Not sheepish, but individ-ewe-al (livredor) wrote,
Not sheepish, but individ-ewe-al
livredor

Book: Lord of Light

Author: Roger Zelazny

Details: (c) Roger Zelazny 1967; Pub 1986 Methuen London Ltd; ISBN 0-413-58250-7

Verdict: Lord of Light is based on an interesting concept, though the execution could be better.

Reasons for reading it / How it came into my hands: lethargic_man found it in a charity shop and bought it for me.

I really, really like the premise of Lord of Light: it's essentially an SF version of Hindu mythology, with brain uploading technology used to implement reincarnation. It's set in a fairly standard SF future where humans have colonized another planet and a privileged few have access to almost unlimited technology, while the majority of the populace are at a pre-industrial level. The ones with the technology play the rôle of the Hindu pantheon, while the hero who wants to overthrow the power of 'Heaven' and open up access to futuristic tech projects himself as the Buddha.

I don't know enough about the subject to know how well the book represents Hinduism, (though it does chime fairly well with the little I do know). But to a very large extent that doesn't matter. The book works on its own merits, and constructs an interesting and detailed world where the connection between popular belief and the actual technology and system underlying it is plausible.

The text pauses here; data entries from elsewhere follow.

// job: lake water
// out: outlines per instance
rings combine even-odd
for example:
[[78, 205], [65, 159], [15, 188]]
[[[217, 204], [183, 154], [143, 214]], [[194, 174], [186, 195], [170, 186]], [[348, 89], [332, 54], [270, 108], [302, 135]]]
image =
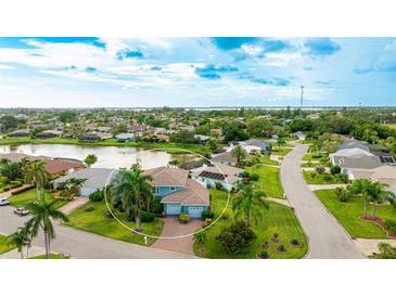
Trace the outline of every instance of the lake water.
[[119, 146], [81, 146], [73, 144], [0, 145], [0, 154], [10, 152], [79, 160], [84, 160], [89, 154], [94, 154], [98, 157], [98, 162], [92, 167], [97, 168], [129, 168], [139, 158], [143, 169], [150, 169], [167, 166], [171, 159], [184, 163], [195, 157], [192, 154], [169, 154], [161, 151]]

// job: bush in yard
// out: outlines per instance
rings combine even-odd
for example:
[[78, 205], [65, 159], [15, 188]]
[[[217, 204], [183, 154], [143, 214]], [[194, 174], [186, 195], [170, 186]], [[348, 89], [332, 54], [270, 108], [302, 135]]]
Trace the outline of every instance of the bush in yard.
[[259, 179], [259, 176], [257, 173], [252, 173], [251, 175], [251, 180], [258, 181], [258, 179]]
[[396, 221], [386, 219], [382, 224], [386, 230], [396, 234]]
[[104, 192], [103, 192], [103, 190], [97, 190], [97, 191], [92, 192], [91, 194], [89, 194], [88, 198], [91, 202], [101, 202], [104, 199]]
[[338, 165], [330, 167], [330, 172], [334, 176], [341, 173], [341, 167]]
[[141, 222], [153, 222], [155, 220], [155, 214], [141, 210], [140, 220], [141, 220]]
[[260, 254], [258, 254], [258, 256], [261, 258], [261, 259], [268, 259], [269, 258], [269, 255], [266, 250], [261, 250]]
[[181, 212], [179, 215], [179, 222], [181, 223], [188, 223], [191, 220], [191, 217], [187, 214]]
[[324, 167], [323, 166], [315, 166], [315, 170], [319, 173], [319, 175], [321, 175], [321, 173], [323, 173], [324, 172]]
[[338, 181], [341, 181], [342, 183], [347, 183], [348, 182], [348, 175], [344, 175], [344, 173], [337, 173], [335, 175], [336, 179]]
[[216, 188], [216, 190], [222, 190], [222, 184], [221, 184], [221, 182], [216, 181], [216, 182], [215, 182], [215, 188]]
[[[197, 232], [199, 230], [196, 230], [195, 232]], [[197, 244], [204, 244], [207, 242], [207, 236], [206, 236], [206, 233], [201, 231], [201, 232], [197, 232], [197, 233], [194, 233], [194, 242], [197, 243]]]
[[213, 211], [205, 210], [205, 211], [202, 211], [201, 218], [202, 218], [203, 221], [205, 219], [214, 219], [215, 218], [215, 214]]
[[240, 221], [223, 228], [216, 240], [227, 254], [237, 254], [243, 247], [248, 246], [255, 237], [256, 234], [252, 229], [247, 228], [243, 221]]
[[331, 175], [329, 175], [329, 173], [323, 175], [323, 181], [324, 182], [330, 182], [332, 179], [333, 179], [333, 177]]

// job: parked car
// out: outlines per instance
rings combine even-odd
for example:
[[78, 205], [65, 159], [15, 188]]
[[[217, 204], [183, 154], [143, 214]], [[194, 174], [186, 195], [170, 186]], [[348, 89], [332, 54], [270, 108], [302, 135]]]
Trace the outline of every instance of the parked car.
[[14, 214], [18, 215], [20, 217], [23, 217], [23, 216], [28, 215], [29, 210], [27, 210], [26, 208], [20, 207], [20, 208], [14, 209]]
[[0, 198], [0, 206], [9, 205], [9, 204], [10, 204], [9, 198], [7, 198], [7, 197], [1, 197]]

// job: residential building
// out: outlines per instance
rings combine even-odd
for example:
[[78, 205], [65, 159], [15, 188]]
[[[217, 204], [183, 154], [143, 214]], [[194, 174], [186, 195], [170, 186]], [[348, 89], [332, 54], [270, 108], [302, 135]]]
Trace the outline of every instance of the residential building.
[[215, 189], [216, 184], [221, 184], [221, 188], [231, 191], [237, 188], [237, 183], [242, 180], [243, 169], [227, 165], [206, 166], [192, 169], [192, 179], [199, 181], [208, 189]]

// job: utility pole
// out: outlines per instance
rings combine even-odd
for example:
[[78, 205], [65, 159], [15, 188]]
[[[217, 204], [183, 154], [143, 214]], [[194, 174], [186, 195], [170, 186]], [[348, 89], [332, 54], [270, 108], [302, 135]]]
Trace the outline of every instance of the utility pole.
[[299, 117], [303, 116], [304, 86], [302, 86], [302, 98], [299, 99]]

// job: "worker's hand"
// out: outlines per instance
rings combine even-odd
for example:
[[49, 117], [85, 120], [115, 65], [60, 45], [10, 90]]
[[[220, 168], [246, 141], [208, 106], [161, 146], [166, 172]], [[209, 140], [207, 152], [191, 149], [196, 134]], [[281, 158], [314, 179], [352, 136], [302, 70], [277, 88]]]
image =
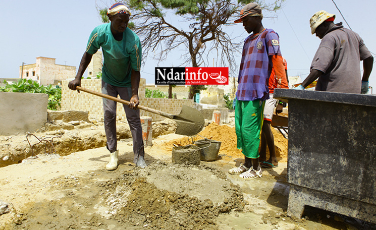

So far, so cute. It's a fun story, with plenty of flashy divine battles and the usual soap opera of interpersonal relationships one finds in stories about the gods of a polytheistic system. It also starts out very promisingly, with a lot of dramatic tension and the information being revealed at just the right pace.

The trouble is, LoL is let down because the characterization is mediocre at best. Sam, the hero, works well enough that I can just about see what Zelazny is trying to do with him, a visionary who is also pragmatic and even cynical about achieving his ends. There are moments when his mixing together aphorisms from the half forgotten literature of our society to construct a plausible philosophy works well (and I enjoyed playing 'spot the allusion'). Most of the other gods (there is very little human point of view) are one-dimensional superheroes at best and entirely forgettable in many cases.

I was also rather disappointed with the ending. The book trails off into anticlimax after the ultimate battle between the rebels and the gods. It ends up being merely vague, where it seems to be aiming for ambiguous and intriguing.